Selenium is just one of many contaminants that originate from coal ash, cleverly termed “coal ash toxins.” These include some of the earth’s deadliest toxins: arsenic, lead, mercury, cadmium, and chromium. Similar to what happened in Sutton Lake, toxic metals in coal ash can leach out of ash disposal sites, especially wet storage, and contaminate surface waters and underground aquifers, where they can cause cancer and neurological harm in humans and can poison fish. There are nearly a thousand sites at which coal ash is disposed of across the nation. With 584 surface ponds and 337 dry landfills, coal ash ranks as the second-largest industrial waste stream in the United States, after mining wastes.1

Fortunately, not everything is bad news. A study funded by the European Union showed that it was possible to implement microbiological treatment of selenium, a so-called “dissimilatory metal reduction”. Selenium-reducing microorganisms are highly exclusive for selenate, reducing it to an insoluble, less-toxic elemental form that can most likely be recovered from the process. Biological treatment systems come in many varieties but are typically in the form of attached-growth reactors utilizing bacterial biofilm on a media surface. They include packed bed reactors (PBRs), fluidized bed reactors (FBRs), moving bed biological reactors (MBBRs), and electro-biochemical reactors (EBRs).5

Now it’s up to the government to implement comprehensive regulation regarding pollution by coal ash and its various toxins. Without regulation, water systems like Sutton Lake and Mayo Lake will soon be overwhelmed with contaminants.

References

  1. Cantrell, M. A., Brye, K. R., Miller, D. M., Mason, E., & Fairey, J. (2014). Extraction Characteristics of Selenium as Affected by Coal Fly Ash Type, Water Extractant, and Extraction Time. Journal of Environmental Protection, 05(12), 1126-1144. doi:10.4236/jep.2014.512111
  2. Coal ash selenium found in fish in North Carolina lakes. (2017, February 7). Retrieved March 21, 2017, from https://www.sciencedaily.com/releases/2017/02/170207162115.htm
  3. Hendersonbhenderson@charlotteobserver.com, B. (n.d.).
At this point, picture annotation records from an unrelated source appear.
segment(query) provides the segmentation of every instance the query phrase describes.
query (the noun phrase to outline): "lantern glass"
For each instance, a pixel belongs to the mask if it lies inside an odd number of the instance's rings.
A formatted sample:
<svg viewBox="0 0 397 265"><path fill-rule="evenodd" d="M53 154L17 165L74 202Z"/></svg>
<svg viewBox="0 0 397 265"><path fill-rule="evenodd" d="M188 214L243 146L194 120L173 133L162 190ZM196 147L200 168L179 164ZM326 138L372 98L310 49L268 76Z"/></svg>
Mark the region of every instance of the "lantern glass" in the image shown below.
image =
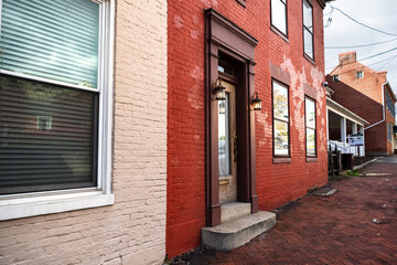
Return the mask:
<svg viewBox="0 0 397 265"><path fill-rule="evenodd" d="M217 89L215 99L216 100L225 100L226 99L225 89Z"/></svg>
<svg viewBox="0 0 397 265"><path fill-rule="evenodd" d="M225 100L222 100L219 103L219 114L225 114L226 113L226 104Z"/></svg>
<svg viewBox="0 0 397 265"><path fill-rule="evenodd" d="M261 99L259 98L257 92L254 93L254 98L253 98L251 105L253 105L254 110L261 110Z"/></svg>
<svg viewBox="0 0 397 265"><path fill-rule="evenodd" d="M261 110L261 100L254 100L253 107L254 107L254 110Z"/></svg>

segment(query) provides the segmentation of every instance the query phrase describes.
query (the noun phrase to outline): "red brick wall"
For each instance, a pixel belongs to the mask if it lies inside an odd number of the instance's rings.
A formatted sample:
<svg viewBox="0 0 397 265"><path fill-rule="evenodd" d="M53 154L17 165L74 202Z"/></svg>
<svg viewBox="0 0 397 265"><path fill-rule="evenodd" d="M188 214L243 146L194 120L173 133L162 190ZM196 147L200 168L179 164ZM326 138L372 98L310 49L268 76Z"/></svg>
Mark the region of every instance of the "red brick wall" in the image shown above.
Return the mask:
<svg viewBox="0 0 397 265"><path fill-rule="evenodd" d="M326 124L323 17L314 8L314 61L303 57L302 2L288 1L289 41L270 30L270 1L169 0L167 253L175 256L201 243L205 226L205 40L204 9L213 8L247 31L255 49L255 87L264 109L256 112L256 172L260 210L271 210L326 182ZM272 163L269 62L289 72L291 163ZM316 92L318 162L305 162L304 91Z"/></svg>
<svg viewBox="0 0 397 265"><path fill-rule="evenodd" d="M340 55L342 66L337 66L326 76L330 88L335 93L332 99L369 123L368 127L383 119L382 87L386 82L386 72L375 72L365 65L352 61L350 52ZM343 60L348 56L348 62ZM355 56L353 56L355 59ZM364 71L364 78L357 78L356 72ZM340 75L340 82L333 82L333 76ZM386 109L386 121L394 123L393 116ZM387 141L386 123L365 130L365 152L367 155L386 155L391 152L391 144Z"/></svg>

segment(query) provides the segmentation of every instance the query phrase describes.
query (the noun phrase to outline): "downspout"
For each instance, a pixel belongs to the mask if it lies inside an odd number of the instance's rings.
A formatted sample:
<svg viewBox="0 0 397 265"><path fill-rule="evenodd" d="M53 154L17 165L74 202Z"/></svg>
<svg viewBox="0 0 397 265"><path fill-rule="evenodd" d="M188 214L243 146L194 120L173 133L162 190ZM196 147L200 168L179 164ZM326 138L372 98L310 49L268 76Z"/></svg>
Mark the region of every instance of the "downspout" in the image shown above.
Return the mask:
<svg viewBox="0 0 397 265"><path fill-rule="evenodd" d="M385 114L385 85L387 85L388 81L385 82L385 84L382 85L382 106L383 106L383 119L380 121L377 121L376 124L369 125L368 127L364 128L364 130L369 129L376 125L382 124L386 119Z"/></svg>

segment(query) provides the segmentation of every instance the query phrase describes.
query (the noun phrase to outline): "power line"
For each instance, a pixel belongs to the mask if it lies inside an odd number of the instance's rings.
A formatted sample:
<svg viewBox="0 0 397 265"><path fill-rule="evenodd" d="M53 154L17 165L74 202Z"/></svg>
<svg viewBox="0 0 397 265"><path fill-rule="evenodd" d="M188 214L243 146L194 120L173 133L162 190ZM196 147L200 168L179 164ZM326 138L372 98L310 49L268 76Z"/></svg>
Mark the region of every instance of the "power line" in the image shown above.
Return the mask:
<svg viewBox="0 0 397 265"><path fill-rule="evenodd" d="M397 47L394 47L394 49L391 49L391 50L388 50L388 51L385 51L385 52L382 52L382 53L378 53L378 54L374 54L374 55L371 55L371 56L368 56L368 57L364 57L364 59L361 59L361 60L357 60L357 61L364 61L364 60L367 60L367 59L371 59L371 57L376 57L376 56L383 55L383 54L385 54L385 53L391 52L391 51L394 51L394 50L397 50ZM396 55L396 56L397 56L397 55ZM390 59L394 59L394 57L395 57L395 56L391 56L391 57L388 57L388 59L378 61L378 62L376 62L376 63L368 64L368 65L366 65L366 66L372 66L372 65L375 65L375 64L379 64L379 63L386 62L386 61L388 61L388 60L390 60ZM352 62L352 63L356 63L356 62ZM346 63L345 65L352 64L352 63ZM334 68L334 67L335 67L335 66L330 66L330 67L326 67L325 70L331 70L331 68Z"/></svg>
<svg viewBox="0 0 397 265"><path fill-rule="evenodd" d="M346 14L345 12L343 12L341 9L339 9L339 8L336 8L336 7L333 7L333 6L330 6L330 7L333 8L333 9L335 9L335 10L337 10L337 11L340 11L340 12L341 12L343 15L345 15L347 19L354 21L355 23L357 23L357 24L360 24L360 25L362 25L362 26L364 26L364 28L367 28L367 29L373 30L373 31L376 31L376 32L380 32L380 33L386 34L386 35L397 36L397 34L395 34L395 33L386 32L386 31L378 30L378 29L375 29L375 28L373 28L373 26L369 26L369 25L367 25L367 24L364 24L363 22L360 22L360 21L353 19L352 17L350 17L348 14Z"/></svg>
<svg viewBox="0 0 397 265"><path fill-rule="evenodd" d="M375 42L375 43L368 43L368 44L362 44L362 45L352 45L352 46L324 46L325 49L352 49L352 47L365 47L365 46L373 46L373 45L378 45L378 44L384 44L384 43L388 43L388 42L393 42L396 41L397 38L388 40L388 41L383 41L383 42Z"/></svg>
<svg viewBox="0 0 397 265"><path fill-rule="evenodd" d="M380 52L380 53L377 53L377 54L374 54L374 55L371 55L371 56L367 56L367 57L364 57L364 59L361 59L361 60L357 60L357 61L364 61L364 60L373 59L373 57L383 55L383 54L385 54L385 53L393 52L393 51L395 51L395 50L397 50L397 47L394 47L394 49L387 50L387 51L385 51L385 52Z"/></svg>
<svg viewBox="0 0 397 265"><path fill-rule="evenodd" d="M379 70L382 70L383 67L385 67L386 65L388 65L389 63L391 63L391 61L393 60L395 60L397 57L397 55L395 55L394 57L391 57L389 61L387 61L384 65L382 65L380 67L379 67ZM378 70L378 71L379 71Z"/></svg>

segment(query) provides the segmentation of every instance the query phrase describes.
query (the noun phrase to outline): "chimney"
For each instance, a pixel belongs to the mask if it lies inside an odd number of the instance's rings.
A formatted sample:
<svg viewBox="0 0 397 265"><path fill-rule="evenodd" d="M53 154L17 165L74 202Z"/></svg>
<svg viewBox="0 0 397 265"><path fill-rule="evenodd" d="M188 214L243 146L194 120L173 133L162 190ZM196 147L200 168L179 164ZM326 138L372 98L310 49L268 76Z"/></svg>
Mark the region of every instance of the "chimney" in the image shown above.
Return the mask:
<svg viewBox="0 0 397 265"><path fill-rule="evenodd" d="M340 54L340 65L354 63L357 61L356 52L346 52Z"/></svg>

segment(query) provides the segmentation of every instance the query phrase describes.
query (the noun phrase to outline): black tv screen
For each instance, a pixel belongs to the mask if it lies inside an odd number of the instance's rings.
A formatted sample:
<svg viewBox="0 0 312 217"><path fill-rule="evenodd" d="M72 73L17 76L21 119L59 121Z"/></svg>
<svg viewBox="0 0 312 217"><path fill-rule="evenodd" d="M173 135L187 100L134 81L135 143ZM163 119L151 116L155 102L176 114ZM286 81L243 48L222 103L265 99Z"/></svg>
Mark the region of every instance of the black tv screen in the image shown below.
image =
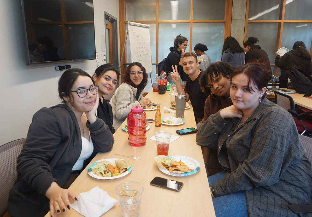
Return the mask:
<svg viewBox="0 0 312 217"><path fill-rule="evenodd" d="M27 65L95 59L93 0L21 0Z"/></svg>

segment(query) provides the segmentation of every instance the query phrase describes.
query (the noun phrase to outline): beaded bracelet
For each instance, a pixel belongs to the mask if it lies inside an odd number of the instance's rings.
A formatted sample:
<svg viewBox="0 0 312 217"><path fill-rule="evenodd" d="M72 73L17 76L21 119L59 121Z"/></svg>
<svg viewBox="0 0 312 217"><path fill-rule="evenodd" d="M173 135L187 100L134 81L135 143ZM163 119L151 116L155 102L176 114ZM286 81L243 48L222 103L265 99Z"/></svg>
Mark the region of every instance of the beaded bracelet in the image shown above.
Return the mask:
<svg viewBox="0 0 312 217"><path fill-rule="evenodd" d="M214 189L213 189L213 187L210 187L210 194L211 194L211 197L212 199L216 198L216 195L214 194Z"/></svg>

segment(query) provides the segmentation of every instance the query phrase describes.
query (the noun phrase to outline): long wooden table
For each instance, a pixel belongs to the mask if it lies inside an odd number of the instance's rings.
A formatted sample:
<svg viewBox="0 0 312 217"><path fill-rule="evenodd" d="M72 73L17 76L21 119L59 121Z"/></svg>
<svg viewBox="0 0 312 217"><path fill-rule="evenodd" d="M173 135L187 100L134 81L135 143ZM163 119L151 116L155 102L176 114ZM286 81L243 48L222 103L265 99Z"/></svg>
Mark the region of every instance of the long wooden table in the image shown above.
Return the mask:
<svg viewBox="0 0 312 217"><path fill-rule="evenodd" d="M289 95L293 98L295 104L296 104L300 106L303 106L305 108L312 110L312 100L311 99L304 97L304 94L298 93L294 90L287 89L285 88L283 89L289 90L294 91L294 93L288 93L287 94L287 95ZM274 96L274 93L269 91L267 91L267 92L273 96ZM275 97L275 96L274 96Z"/></svg>
<svg viewBox="0 0 312 217"><path fill-rule="evenodd" d="M165 94L159 95L153 90L146 97L153 103L160 102L162 118L169 115L175 116L175 114L163 112L163 107L170 108L170 97L167 91ZM128 135L121 128L122 125L114 134L115 142L111 150L105 153L98 154L82 172L69 189L73 191L78 197L81 192L87 191L97 186L106 191L111 197L117 199L115 188L124 182L134 181L141 183L144 188L141 205L140 216L215 216L210 195L209 185L200 146L196 144L196 134L181 136L170 143L169 155L180 155L191 157L198 161L201 169L196 173L183 177L173 176L164 174L158 169L153 158L157 155L156 141L149 139L157 132L168 132L173 135L179 136L175 132L177 130L190 127L196 127L193 109L186 110L184 113L185 123L177 126L162 125L160 127L151 123L150 128L146 132L146 144L139 147L130 145L128 141ZM145 111L147 118L155 119L156 110ZM126 119L124 123L126 123ZM114 153L130 155L134 155L142 159L138 161L130 159L133 165L132 170L128 175L118 179L103 180L97 179L89 175L87 172L90 165L97 160L117 157ZM182 182L183 187L179 192L176 192L150 185L150 183L155 176L159 176ZM73 209L66 210L65 213L55 215L56 216L82 216ZM120 216L119 206L117 203L102 216ZM50 216L49 213L46 216Z"/></svg>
Element from coal ash that can cause deformities in fish found in NC lakes. Retrieved March 21, 2017, from http://www.charlotteobserver.com/news/local/article131283579.html
  4. Presser, T. S., & Luoma, S. N. (2006). Forecasting selenium discharges to the San Francisco Bay-Delta Estuary: ecological effects of a proposed San Luis drain extension (United States, Department of Interior). Reston, VA: U.S. Dept. of the Interior, U.S. Geological Survey.